February 2, 2007 (FDIC)
The Board of Directors of the Federal Deposit Insurance Corporation (FDIC) today approved the assumption of the insured deposits of Metropolitan Savings Bank, Pittsburgh, Pennsylvania, by Allegheny Valley Bank of Pittsburgh, Pittsburgh, Pennsylvania.
Metropolitan Savings, with total assets of approximately $15.8 million at the end of the third quarter 2006, was closed today by the Pennsylvania Department of Banking, and the FDIC was named receiver.
Allegheny Valley has agreed to assume approximately $12.0 million of insured deposits of the failed bank. At the time of closure, Metropolitan Savings had approximately $1.2 million in deposits in 70 accounts that potentially exceed the federal deposit insurance limit.
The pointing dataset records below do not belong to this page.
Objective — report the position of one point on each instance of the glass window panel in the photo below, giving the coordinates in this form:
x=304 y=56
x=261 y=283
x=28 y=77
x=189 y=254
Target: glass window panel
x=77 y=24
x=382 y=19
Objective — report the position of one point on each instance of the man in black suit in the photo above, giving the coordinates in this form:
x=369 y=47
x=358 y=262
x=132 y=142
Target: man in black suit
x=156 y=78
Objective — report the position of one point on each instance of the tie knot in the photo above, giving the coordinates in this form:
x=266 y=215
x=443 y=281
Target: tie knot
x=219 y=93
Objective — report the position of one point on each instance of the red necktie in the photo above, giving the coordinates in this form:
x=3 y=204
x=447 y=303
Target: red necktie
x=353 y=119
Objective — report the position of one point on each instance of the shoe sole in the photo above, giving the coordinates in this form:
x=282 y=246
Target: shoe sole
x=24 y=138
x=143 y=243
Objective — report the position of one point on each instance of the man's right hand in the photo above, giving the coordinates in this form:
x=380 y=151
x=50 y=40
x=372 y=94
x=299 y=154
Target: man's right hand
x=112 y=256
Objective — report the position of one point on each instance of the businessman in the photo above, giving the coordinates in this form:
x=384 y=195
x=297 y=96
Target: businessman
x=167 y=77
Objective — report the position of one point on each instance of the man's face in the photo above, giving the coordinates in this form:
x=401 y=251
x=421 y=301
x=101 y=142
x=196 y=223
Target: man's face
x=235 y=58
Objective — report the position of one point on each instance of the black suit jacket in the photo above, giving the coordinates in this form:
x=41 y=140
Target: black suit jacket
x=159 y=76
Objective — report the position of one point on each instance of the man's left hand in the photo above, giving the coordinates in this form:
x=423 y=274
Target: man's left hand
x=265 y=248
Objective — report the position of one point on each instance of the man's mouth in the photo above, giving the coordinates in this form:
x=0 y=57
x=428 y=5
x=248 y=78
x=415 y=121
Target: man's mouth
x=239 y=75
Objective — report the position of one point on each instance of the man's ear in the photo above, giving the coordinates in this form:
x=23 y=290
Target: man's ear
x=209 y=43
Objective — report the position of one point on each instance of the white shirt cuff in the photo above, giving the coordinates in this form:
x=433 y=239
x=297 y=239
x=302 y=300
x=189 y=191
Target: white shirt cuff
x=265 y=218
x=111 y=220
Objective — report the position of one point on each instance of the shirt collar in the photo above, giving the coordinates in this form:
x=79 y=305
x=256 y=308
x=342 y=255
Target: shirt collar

AntiSpin: Just a short Daily News today to report the first, and probably not the last, bank failure in several years. The FDIC tends to announce bank failures on a Friday evening when no one's paying attention.
Metropolitan Savings Bank, Pittsburgh is the smallest bank in Pittsburgh, with a mere $14 million in assets. That's considerably less than the average $25 million bonus each member of the top brass at Goldman got last year. By failing, Metropolitan becomes the first out of the gate, since June 2004, beating Coast Bank which has been on the watch list. Today the story is that Coast is, "...unlikely to fail, but with the potential for an FDIC-induced discount-price sale, it could become the first banking casualty of the housing bubble, says a well known Miami banking analyst." With assets of $51 million, Coast is still a small fry. The big fireworks are still years off.
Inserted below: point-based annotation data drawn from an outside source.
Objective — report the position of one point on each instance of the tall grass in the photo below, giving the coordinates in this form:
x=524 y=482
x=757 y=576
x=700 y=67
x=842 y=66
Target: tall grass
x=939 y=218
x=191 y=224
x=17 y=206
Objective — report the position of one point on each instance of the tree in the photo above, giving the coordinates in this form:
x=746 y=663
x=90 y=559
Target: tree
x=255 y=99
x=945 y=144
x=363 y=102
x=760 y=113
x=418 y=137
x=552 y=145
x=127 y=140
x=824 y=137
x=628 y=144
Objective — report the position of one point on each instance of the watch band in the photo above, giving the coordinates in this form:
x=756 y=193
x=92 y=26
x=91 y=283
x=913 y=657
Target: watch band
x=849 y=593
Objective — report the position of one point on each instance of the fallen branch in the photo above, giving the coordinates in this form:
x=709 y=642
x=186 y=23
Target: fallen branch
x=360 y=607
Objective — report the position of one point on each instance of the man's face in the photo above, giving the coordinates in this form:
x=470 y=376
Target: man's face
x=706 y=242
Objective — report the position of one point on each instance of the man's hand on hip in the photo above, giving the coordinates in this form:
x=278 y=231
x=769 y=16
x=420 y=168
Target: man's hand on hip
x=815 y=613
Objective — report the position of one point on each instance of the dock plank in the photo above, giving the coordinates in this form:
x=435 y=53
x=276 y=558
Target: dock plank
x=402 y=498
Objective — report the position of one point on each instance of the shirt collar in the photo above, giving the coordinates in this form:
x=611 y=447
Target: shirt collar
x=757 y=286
2002 was the last big year for bank failures, with 12 banks turning turtle as the post-stock market bubble economy bottomed out. My guess is that for years after 2010 when the housing bubble bust may finally bottom we'll see a bumper crop of housing bubble collapse related bank failures. How big a year? Bigger than the early 1990s.
February 27, 1991, Dave Skidmore, Associated Press, reported in the Philadelphia Inquirer FDIC'S OPTIMISTIC VIEW: 180 BANK FAILURES THIS YEAR:
Months after the recession is over and the economy is growing again, the government will be struggling with a legacy of failed banks. Bank failures are, in the vernacular of economists, a lagging indicator. They follow, rather than lead, declines in the economy. That's significant in light of the more than 1,000 bank failures in the last six years. Those banks folded not in hard times, but in the midst of the national economy's longest peacetime expansion.
More than one thousand bank failures in six years. How soon we forget.